In what researchers from the University Hospital in Madrid, Spain, are calling a practice-changing study, sequential treatment with chemotherapy followed by chemoradiotherapy more than doubled time-to-treatment failure (TTF) in patients with unresectable locally advanced head and neck cancer. Ricardo Hitt, MD, PhD, led the phase III randomly controlled study.

From 2002-2007, Professor Hitt and associates assigned 439 patients with an ECOG performance status of 0-1 to receive standard radiochemotherapy with a cisplatin-based regimen alone (n = 128) or preceded by three cycles of induction chemotherapy with cisplatin and 5-fluorouracil (n = 156). Some patients in the sequential therapy arm also received docetaxel (n = 155). Patients were stratified according to location of the primary tumor; the majority (63%) had tumors of the oropharynx and oral cavity.
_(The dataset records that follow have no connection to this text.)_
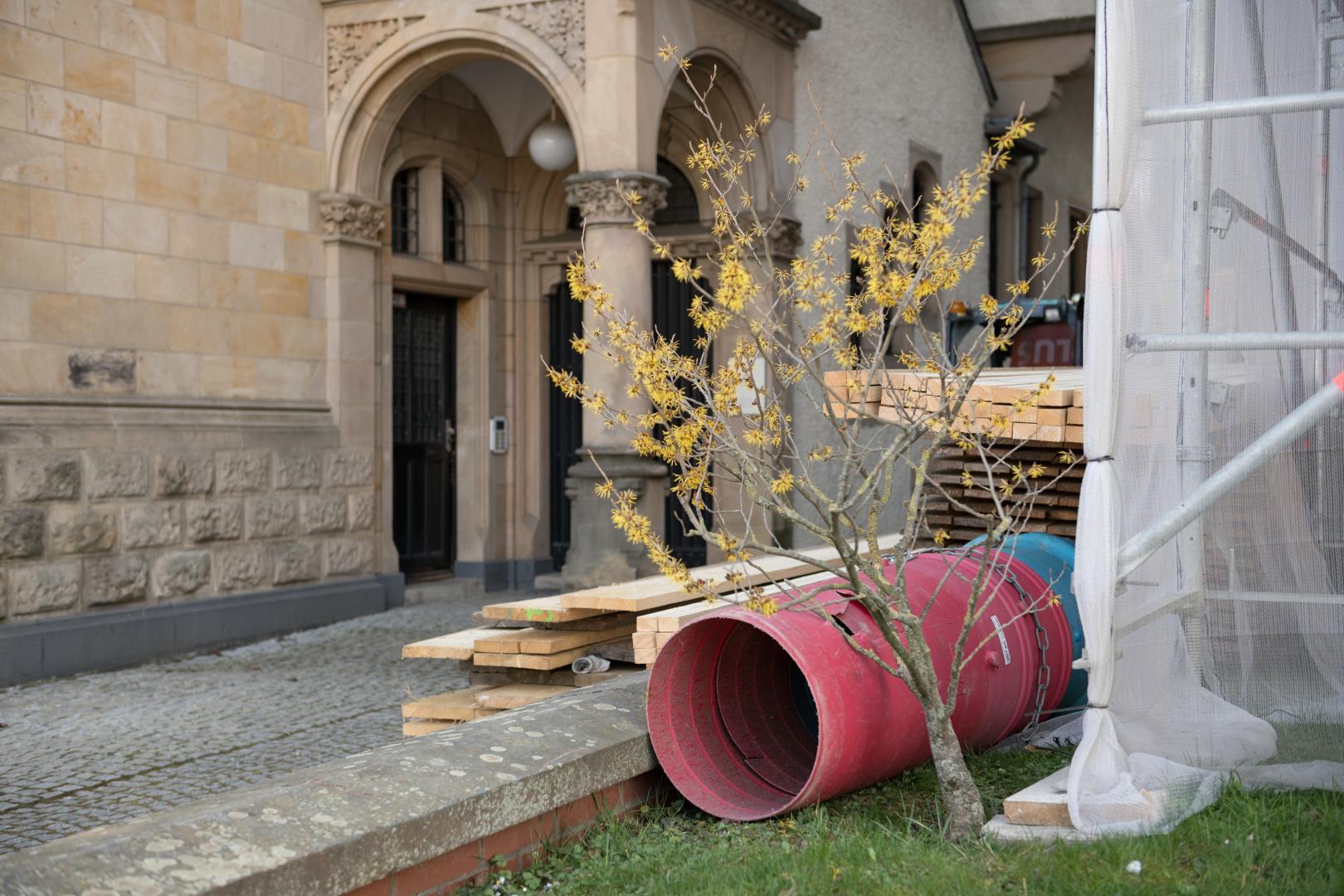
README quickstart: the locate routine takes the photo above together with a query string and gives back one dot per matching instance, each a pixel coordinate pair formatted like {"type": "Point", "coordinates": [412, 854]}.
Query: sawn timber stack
{"type": "Point", "coordinates": [522, 650]}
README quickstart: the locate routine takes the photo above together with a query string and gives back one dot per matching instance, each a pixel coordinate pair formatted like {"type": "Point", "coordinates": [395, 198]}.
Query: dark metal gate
{"type": "Point", "coordinates": [672, 319]}
{"type": "Point", "coordinates": [566, 319]}
{"type": "Point", "coordinates": [424, 411]}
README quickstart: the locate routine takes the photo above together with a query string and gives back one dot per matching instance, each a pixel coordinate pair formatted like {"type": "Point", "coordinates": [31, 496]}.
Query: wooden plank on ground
{"type": "Point", "coordinates": [530, 660]}
{"type": "Point", "coordinates": [459, 645]}
{"type": "Point", "coordinates": [548, 609]}
{"type": "Point", "coordinates": [514, 696]}
{"type": "Point", "coordinates": [459, 705]}
{"type": "Point", "coordinates": [1045, 802]}
{"type": "Point", "coordinates": [548, 641]}
{"type": "Point", "coordinates": [659, 592]}
{"type": "Point", "coordinates": [417, 728]}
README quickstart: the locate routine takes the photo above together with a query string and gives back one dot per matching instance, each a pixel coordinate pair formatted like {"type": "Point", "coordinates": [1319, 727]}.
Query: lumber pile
{"type": "Point", "coordinates": [1038, 429]}
{"type": "Point", "coordinates": [524, 650]}
{"type": "Point", "coordinates": [1003, 402]}
{"type": "Point", "coordinates": [952, 508]}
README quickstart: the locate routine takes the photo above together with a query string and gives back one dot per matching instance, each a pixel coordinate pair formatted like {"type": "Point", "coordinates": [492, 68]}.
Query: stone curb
{"type": "Point", "coordinates": [340, 825]}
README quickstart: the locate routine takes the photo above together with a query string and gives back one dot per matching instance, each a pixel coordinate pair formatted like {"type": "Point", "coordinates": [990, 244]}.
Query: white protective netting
{"type": "Point", "coordinates": [1224, 652]}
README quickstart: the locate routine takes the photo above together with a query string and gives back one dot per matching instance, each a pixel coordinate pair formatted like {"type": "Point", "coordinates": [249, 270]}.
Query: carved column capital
{"type": "Point", "coordinates": [601, 195]}
{"type": "Point", "coordinates": [355, 218]}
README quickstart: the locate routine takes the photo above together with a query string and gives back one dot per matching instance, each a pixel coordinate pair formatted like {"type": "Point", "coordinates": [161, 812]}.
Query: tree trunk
{"type": "Point", "coordinates": [960, 794]}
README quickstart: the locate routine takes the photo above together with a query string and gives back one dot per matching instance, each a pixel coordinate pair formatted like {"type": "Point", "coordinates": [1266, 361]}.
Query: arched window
{"type": "Point", "coordinates": [407, 212]}
{"type": "Point", "coordinates": [455, 225]}
{"type": "Point", "coordinates": [682, 207]}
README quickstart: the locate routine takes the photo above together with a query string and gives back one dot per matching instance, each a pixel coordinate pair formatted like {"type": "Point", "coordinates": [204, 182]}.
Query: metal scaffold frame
{"type": "Point", "coordinates": [1199, 489]}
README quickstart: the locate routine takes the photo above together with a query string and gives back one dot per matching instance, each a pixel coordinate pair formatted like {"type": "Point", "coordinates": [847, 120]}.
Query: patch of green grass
{"type": "Point", "coordinates": [886, 840]}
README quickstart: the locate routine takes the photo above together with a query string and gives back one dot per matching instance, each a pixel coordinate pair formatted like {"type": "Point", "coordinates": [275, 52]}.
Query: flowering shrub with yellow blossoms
{"type": "Point", "coordinates": [721, 426]}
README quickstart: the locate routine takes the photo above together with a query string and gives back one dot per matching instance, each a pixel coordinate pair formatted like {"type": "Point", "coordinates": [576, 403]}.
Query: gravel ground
{"type": "Point", "coordinates": [99, 748]}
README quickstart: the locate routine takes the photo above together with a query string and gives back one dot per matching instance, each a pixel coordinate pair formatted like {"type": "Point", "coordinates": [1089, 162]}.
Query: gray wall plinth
{"type": "Point", "coordinates": [112, 638]}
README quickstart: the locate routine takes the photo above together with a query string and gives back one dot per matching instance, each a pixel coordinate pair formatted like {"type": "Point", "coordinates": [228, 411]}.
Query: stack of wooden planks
{"type": "Point", "coordinates": [1003, 402]}
{"type": "Point", "coordinates": [952, 508]}
{"type": "Point", "coordinates": [522, 652]}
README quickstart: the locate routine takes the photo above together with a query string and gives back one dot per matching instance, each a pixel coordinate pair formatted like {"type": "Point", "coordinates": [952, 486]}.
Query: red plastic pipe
{"type": "Point", "coordinates": [753, 716]}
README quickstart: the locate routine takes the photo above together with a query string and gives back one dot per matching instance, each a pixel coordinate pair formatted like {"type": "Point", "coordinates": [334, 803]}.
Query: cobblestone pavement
{"type": "Point", "coordinates": [97, 748]}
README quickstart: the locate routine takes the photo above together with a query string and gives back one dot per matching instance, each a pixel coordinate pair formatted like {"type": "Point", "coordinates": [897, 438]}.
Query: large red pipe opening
{"type": "Point", "coordinates": [753, 716]}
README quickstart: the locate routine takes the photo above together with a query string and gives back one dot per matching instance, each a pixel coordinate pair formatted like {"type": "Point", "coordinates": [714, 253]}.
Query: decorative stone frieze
{"type": "Point", "coordinates": [21, 533]}
{"type": "Point", "coordinates": [151, 525]}
{"type": "Point", "coordinates": [350, 45]}
{"type": "Point", "coordinates": [323, 514]}
{"type": "Point", "coordinates": [557, 22]}
{"type": "Point", "coordinates": [119, 475]}
{"type": "Point", "coordinates": [95, 527]}
{"type": "Point", "coordinates": [242, 472]}
{"type": "Point", "coordinates": [362, 511]}
{"type": "Point", "coordinates": [214, 522]}
{"type": "Point", "coordinates": [272, 516]}
{"type": "Point", "coordinates": [38, 589]}
{"type": "Point", "coordinates": [351, 217]}
{"type": "Point", "coordinates": [186, 475]}
{"type": "Point", "coordinates": [82, 529]}
{"type": "Point", "coordinates": [43, 477]}
{"type": "Point", "coordinates": [178, 575]}
{"type": "Point", "coordinates": [116, 579]}
{"type": "Point", "coordinates": [604, 197]}
{"type": "Point", "coordinates": [242, 568]}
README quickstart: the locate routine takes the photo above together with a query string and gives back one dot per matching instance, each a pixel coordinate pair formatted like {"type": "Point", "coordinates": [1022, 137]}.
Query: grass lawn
{"type": "Point", "coordinates": [884, 840]}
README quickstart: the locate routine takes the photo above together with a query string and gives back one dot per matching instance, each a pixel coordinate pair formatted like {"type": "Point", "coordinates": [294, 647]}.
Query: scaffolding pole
{"type": "Point", "coordinates": [1242, 108]}
{"type": "Point", "coordinates": [1253, 457]}
{"type": "Point", "coordinates": [1140, 343]}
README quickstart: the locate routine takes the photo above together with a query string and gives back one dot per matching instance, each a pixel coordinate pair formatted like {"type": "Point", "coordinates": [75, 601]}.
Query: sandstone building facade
{"type": "Point", "coordinates": [275, 275]}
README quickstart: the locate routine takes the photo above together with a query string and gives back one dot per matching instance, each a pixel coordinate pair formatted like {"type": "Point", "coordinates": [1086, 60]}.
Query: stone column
{"type": "Point", "coordinates": [359, 347]}
{"type": "Point", "coordinates": [598, 553]}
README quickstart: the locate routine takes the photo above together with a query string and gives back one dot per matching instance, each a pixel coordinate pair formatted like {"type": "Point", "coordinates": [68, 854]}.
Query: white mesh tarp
{"type": "Point", "coordinates": [1224, 650]}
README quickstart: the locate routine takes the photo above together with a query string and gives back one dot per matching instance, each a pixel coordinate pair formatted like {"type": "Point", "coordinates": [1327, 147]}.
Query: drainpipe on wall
{"type": "Point", "coordinates": [995, 127]}
{"type": "Point", "coordinates": [1035, 151]}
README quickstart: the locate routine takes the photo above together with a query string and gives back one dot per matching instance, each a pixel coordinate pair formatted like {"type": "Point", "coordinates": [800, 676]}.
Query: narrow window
{"type": "Point", "coordinates": [682, 207]}
{"type": "Point", "coordinates": [407, 212]}
{"type": "Point", "coordinates": [455, 225]}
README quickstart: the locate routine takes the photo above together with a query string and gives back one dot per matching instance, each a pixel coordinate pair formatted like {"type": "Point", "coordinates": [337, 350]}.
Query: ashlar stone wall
{"type": "Point", "coordinates": [89, 528]}
{"type": "Point", "coordinates": [158, 163]}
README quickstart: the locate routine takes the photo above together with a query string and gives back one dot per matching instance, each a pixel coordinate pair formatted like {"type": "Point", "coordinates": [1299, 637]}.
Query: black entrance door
{"type": "Point", "coordinates": [424, 411]}
{"type": "Point", "coordinates": [566, 416]}
{"type": "Point", "coordinates": [672, 319]}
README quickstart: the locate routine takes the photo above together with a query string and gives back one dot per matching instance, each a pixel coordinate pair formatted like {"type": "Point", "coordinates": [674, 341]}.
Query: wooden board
{"type": "Point", "coordinates": [417, 728]}
{"type": "Point", "coordinates": [514, 696]}
{"type": "Point", "coordinates": [530, 660]}
{"type": "Point", "coordinates": [459, 705]}
{"type": "Point", "coordinates": [659, 592]}
{"type": "Point", "coordinates": [538, 610]}
{"type": "Point", "coordinates": [1045, 802]}
{"type": "Point", "coordinates": [546, 641]}
{"type": "Point", "coordinates": [617, 670]}
{"type": "Point", "coordinates": [620, 650]}
{"type": "Point", "coordinates": [459, 645]}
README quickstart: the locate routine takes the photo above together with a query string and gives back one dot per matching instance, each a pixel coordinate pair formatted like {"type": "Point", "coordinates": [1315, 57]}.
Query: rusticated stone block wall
{"type": "Point", "coordinates": [86, 528]}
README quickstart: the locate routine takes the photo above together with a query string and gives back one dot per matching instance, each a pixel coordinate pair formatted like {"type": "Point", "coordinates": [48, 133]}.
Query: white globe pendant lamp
{"type": "Point", "coordinates": [552, 145]}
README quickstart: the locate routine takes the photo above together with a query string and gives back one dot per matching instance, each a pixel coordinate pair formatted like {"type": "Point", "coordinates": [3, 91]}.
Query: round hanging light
{"type": "Point", "coordinates": [552, 145]}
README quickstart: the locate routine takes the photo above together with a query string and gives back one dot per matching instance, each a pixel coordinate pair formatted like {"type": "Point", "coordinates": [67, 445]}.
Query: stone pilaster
{"type": "Point", "coordinates": [598, 553]}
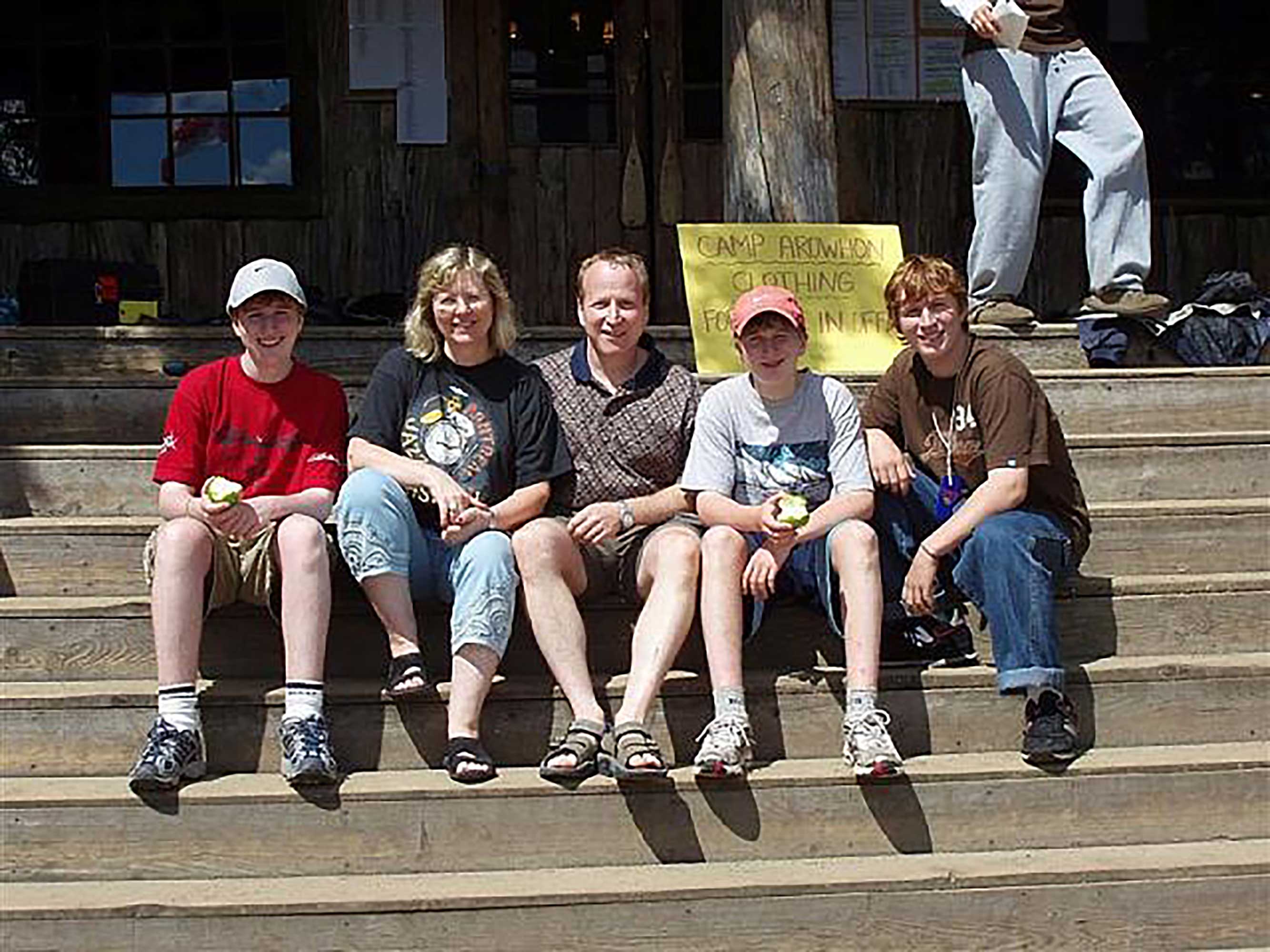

Researchers defined time-to-treatment failure as a “composite of time-to-disease progression, -to-surgery or other cancer-related treatments, -to-drop-out-due to an adverse event, and -to-death from any cause.” TTF in the sequential group was 12.5 months versus 5.0 months in the chemoradiotherapy cohort (P < .001; hazard ratio, 0.57; 95% confidence interval, 0.44-0.74), a statistically significant result. Locoregional control, a secondary endpoint of the study, was seen in 61.5% of patients who received induction chemotherapy followed by chemoradiotherapy and in 44.5% of patients who received chemoradiotherapy alone (P = .002). Researchers said that 438 patients were needed to produce a 15% difference in treatment failure, defined as death or disease progression or the need for surgery or other treatments.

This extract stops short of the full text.